Palestinian politician (1937–1970)

Khaled Yashruti (1937 in Akko, Mandatory Palestine – 1970 in Beirut, Lebanon) was a Palestinian political activist and a leading member of the Palestine Liberation Organization.

== The Right wing of Fatah==
Beyond the Baghdad-oriented Ba'ath Party-linked Arab Liberation Front (ALF), there were some high-ranking members of Fatah itself who were heavily influenced by the original/non-Marxist Pan-Arab doctrine of the Ba'ath.

These people rejected the Soviet Union and Arab states close to it (The pro-Syrian Ba'ath, Algeria, Libya and South Yemen). They resented Yasser Arafat's rapprochement with Moscow and the PLO's progressive drift towards "third-worldist" left-wing rhetoric.

They were viewed as the "conservative" right-wing of Fatah. Many were members of the Galilean/Northern Palestinian aristocracy (such as Khaled Yashruti's father, who was the hereditary Shaykh of the Shadhiliyya Sufi brotherhood in pre-1947 Palestine). Most had studied in the United States or at the American University of Beirut in the late 1950s.

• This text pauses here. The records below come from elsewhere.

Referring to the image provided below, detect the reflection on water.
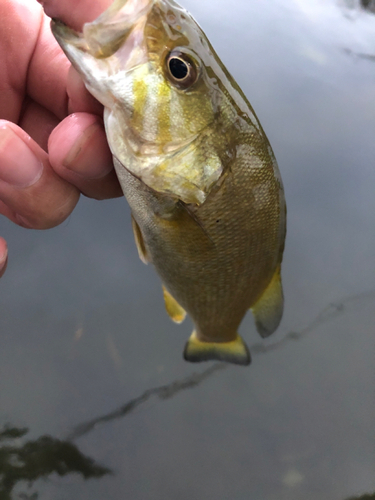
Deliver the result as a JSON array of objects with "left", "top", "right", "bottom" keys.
[
  {"left": 348, "top": 493, "right": 375, "bottom": 500},
  {"left": 66, "top": 290, "right": 375, "bottom": 441},
  {"left": 0, "top": 426, "right": 111, "bottom": 500},
  {"left": 0, "top": 0, "right": 375, "bottom": 500}
]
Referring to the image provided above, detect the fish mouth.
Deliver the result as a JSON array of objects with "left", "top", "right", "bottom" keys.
[{"left": 51, "top": 0, "right": 154, "bottom": 59}]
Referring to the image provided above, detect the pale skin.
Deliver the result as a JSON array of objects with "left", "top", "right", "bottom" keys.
[{"left": 0, "top": 0, "right": 114, "bottom": 277}]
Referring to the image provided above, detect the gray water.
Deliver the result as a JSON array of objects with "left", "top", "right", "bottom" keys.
[{"left": 0, "top": 0, "right": 375, "bottom": 500}]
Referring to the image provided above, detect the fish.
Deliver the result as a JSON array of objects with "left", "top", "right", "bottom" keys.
[{"left": 51, "top": 0, "right": 286, "bottom": 365}]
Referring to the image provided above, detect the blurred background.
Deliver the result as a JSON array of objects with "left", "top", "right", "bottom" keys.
[{"left": 0, "top": 0, "right": 375, "bottom": 500}]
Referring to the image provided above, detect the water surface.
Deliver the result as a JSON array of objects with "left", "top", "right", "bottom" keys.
[{"left": 0, "top": 0, "right": 375, "bottom": 500}]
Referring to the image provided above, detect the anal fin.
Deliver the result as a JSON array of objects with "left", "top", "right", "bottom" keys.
[
  {"left": 163, "top": 285, "right": 186, "bottom": 323},
  {"left": 131, "top": 214, "right": 150, "bottom": 264},
  {"left": 184, "top": 331, "right": 251, "bottom": 366},
  {"left": 251, "top": 265, "right": 284, "bottom": 338}
]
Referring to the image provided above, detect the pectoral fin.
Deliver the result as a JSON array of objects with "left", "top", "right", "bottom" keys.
[
  {"left": 251, "top": 266, "right": 284, "bottom": 338},
  {"left": 184, "top": 331, "right": 251, "bottom": 365},
  {"left": 163, "top": 286, "right": 186, "bottom": 323},
  {"left": 132, "top": 215, "right": 150, "bottom": 264}
]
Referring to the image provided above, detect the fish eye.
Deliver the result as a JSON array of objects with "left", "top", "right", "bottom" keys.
[{"left": 167, "top": 50, "right": 198, "bottom": 90}]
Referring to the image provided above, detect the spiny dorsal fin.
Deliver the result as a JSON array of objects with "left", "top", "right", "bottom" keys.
[
  {"left": 132, "top": 214, "right": 150, "bottom": 264},
  {"left": 251, "top": 265, "right": 284, "bottom": 338},
  {"left": 184, "top": 331, "right": 251, "bottom": 366},
  {"left": 163, "top": 285, "right": 186, "bottom": 323}
]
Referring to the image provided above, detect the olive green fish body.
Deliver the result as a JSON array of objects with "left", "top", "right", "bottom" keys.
[{"left": 53, "top": 0, "right": 285, "bottom": 364}]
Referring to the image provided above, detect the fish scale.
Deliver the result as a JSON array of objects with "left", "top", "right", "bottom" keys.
[{"left": 52, "top": 0, "right": 286, "bottom": 365}]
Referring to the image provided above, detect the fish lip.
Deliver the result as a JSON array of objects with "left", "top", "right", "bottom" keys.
[{"left": 51, "top": 0, "right": 159, "bottom": 59}]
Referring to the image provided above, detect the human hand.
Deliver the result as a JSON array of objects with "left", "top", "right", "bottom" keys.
[{"left": 0, "top": 0, "right": 122, "bottom": 277}]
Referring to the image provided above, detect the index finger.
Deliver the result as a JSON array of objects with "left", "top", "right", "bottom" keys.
[{"left": 39, "top": 0, "right": 112, "bottom": 31}]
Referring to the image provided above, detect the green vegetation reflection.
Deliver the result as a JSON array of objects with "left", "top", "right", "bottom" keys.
[{"left": 0, "top": 425, "right": 111, "bottom": 500}]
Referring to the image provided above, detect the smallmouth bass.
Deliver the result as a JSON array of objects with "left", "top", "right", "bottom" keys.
[{"left": 51, "top": 0, "right": 286, "bottom": 365}]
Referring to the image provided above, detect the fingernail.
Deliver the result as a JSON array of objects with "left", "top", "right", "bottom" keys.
[
  {"left": 0, "top": 126, "right": 43, "bottom": 188},
  {"left": 63, "top": 118, "right": 113, "bottom": 179}
]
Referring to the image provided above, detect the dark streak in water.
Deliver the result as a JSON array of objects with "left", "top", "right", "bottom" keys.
[
  {"left": 66, "top": 290, "right": 375, "bottom": 441},
  {"left": 67, "top": 363, "right": 228, "bottom": 441}
]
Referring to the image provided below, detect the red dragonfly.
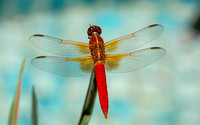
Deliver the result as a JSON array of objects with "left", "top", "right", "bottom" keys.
[{"left": 30, "top": 24, "right": 166, "bottom": 118}]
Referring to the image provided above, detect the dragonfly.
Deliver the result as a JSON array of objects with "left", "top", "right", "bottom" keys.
[{"left": 29, "top": 24, "right": 166, "bottom": 118}]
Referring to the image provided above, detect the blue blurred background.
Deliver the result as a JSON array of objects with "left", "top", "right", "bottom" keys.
[{"left": 0, "top": 0, "right": 200, "bottom": 125}]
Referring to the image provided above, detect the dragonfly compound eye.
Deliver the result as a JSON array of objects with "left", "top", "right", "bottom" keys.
[{"left": 87, "top": 25, "right": 101, "bottom": 36}]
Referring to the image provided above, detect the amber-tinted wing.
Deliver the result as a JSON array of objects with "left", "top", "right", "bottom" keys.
[
  {"left": 105, "top": 47, "right": 166, "bottom": 72},
  {"left": 105, "top": 24, "right": 163, "bottom": 53},
  {"left": 32, "top": 56, "right": 94, "bottom": 76},
  {"left": 29, "top": 34, "right": 90, "bottom": 56}
]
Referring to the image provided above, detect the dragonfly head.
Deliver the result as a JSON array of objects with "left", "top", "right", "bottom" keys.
[{"left": 87, "top": 25, "right": 101, "bottom": 37}]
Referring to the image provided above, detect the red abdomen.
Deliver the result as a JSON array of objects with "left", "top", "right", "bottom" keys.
[{"left": 95, "top": 60, "right": 108, "bottom": 118}]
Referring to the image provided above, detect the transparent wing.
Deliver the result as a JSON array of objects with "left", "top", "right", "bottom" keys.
[
  {"left": 29, "top": 34, "right": 90, "bottom": 56},
  {"left": 105, "top": 24, "right": 164, "bottom": 53},
  {"left": 105, "top": 47, "right": 166, "bottom": 72},
  {"left": 32, "top": 56, "right": 94, "bottom": 76}
]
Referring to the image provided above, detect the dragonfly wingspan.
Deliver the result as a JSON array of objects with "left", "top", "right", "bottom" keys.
[
  {"left": 105, "top": 24, "right": 164, "bottom": 53},
  {"left": 105, "top": 47, "right": 166, "bottom": 72},
  {"left": 32, "top": 56, "right": 94, "bottom": 76},
  {"left": 29, "top": 34, "right": 90, "bottom": 56}
]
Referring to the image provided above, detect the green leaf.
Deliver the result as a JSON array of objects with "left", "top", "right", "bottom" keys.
[
  {"left": 78, "top": 69, "right": 97, "bottom": 125},
  {"left": 8, "top": 57, "right": 25, "bottom": 125},
  {"left": 32, "top": 86, "right": 38, "bottom": 125}
]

== Involvement in the PLO ==

He created Jabhat Tahrîr Filistîn (Palestine Liberation Front) in Liban. Khaled Yashruti progressively became their leader in the mid-1960s, and became a member of the PLO leadership in 1968, two years before Fatah's commanders were expelled to Lebanon from Jordan. Yashruti's faction had the backing of the Al-Bakr/Saddam Hussein Ba'athist government in Baghdad and was generally favorable to U.S. involvement in the Middle-East as a counterweight to the growing influence of the Soviet Union and Israel.

In parallel to his political activities, Khaled worked as a civil engineer and real estate entrepreneur in Lebanon. He died in 1970 in an accident, where a huge crane fell on him while he was inspecting construction works in downtown Beirut. Some Palestinian and Lebanese journalists argued this was not an accident, but murder.